Finanzdebakel Chinesischer Versicherer verliert Milliarden durch Fortis-Rettung

Die Finanzkrise reißt chinesische Unternehmen mit: Der Versicherungskonzern Ping An erlitt durch seine Beteiligung an dem taumelnden Finanzriesen Fortis einen Milliardenverlust. Fortis rettete sich inzwischen in die Arme der französischen Bank BNP Paribas.


Peking/Brüssel - Die Finanzkrise erreicht jetzt auch China mit voller Wucht: Ping An, einer der größten chinesischen Versicherungskonzerne, hat wegen seiner Beteiligung an der angeschlagenen Fortis-Bank einen Verlust in Höhe von 2,3 Milliarden Dollar zu verbuchen. Das teilte Ping An am Montag in Peking mit. Die Abschreibung ist die bislang schwerste Auswirkung der westlichen Finanzkrise auf eine chinesische Finanzinstitution.

Fortis-Zentrale: BNP Paribas übernimmt
AFP

Fortis-Zentrale: BNP Paribas übernimmt

Das Geschäftsergebnis für die ersten drei Quartale 2008 werde durch die Abschreibung geschwächt, teilten die Chinesen mit. Ping An besaß nach eigenen Angaben fünf Prozent der Fortis-Anteile im Gesamtwert von 23,9 Milliarden Yuan (2,5 Milliarden Euro).
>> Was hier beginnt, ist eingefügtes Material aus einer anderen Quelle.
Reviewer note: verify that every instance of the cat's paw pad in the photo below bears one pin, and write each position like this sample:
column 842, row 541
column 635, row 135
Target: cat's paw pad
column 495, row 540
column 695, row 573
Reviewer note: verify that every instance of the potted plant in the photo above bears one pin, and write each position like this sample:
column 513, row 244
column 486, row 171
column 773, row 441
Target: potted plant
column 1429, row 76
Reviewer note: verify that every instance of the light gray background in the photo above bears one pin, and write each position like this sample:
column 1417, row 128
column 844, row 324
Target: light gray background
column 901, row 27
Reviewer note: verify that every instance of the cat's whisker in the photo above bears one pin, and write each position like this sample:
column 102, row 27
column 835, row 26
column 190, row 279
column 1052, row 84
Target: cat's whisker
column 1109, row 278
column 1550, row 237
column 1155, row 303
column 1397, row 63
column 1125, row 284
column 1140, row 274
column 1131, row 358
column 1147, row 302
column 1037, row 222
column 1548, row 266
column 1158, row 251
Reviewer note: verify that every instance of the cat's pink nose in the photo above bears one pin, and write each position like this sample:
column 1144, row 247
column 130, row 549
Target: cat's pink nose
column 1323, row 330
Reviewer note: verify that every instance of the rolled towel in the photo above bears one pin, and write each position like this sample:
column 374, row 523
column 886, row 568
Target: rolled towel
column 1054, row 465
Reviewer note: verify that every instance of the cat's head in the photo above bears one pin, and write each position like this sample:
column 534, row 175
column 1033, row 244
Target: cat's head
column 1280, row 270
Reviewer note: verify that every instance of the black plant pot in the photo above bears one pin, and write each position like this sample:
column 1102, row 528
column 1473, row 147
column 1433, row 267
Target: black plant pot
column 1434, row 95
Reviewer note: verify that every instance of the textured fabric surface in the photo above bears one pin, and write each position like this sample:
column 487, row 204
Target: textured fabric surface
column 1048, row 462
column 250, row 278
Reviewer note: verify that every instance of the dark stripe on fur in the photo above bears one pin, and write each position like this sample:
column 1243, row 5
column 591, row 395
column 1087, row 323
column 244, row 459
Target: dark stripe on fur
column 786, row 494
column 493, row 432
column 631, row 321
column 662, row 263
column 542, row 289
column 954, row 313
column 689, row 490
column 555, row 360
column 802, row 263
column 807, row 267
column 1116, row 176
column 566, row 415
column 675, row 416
Ping An hatte ursprünglich vor, für 2,15 Milliarden Euro 50 Prozent des Geschäftsbereichs Vermögensverwaltung von Fortis zu kaufen, zog sich jedoch in der vergangenen Woche von dem geplanten Deal zurück.

Nun hat der Finanzriese Fortis einen anderen Retter gefunden: Die französische Großbank BNP Paribas übernimmt 75 Prozent an dem Unternehmen, im Gegenzug behalten die belgische und die luxemburgische Regierung eine Sperrminorität.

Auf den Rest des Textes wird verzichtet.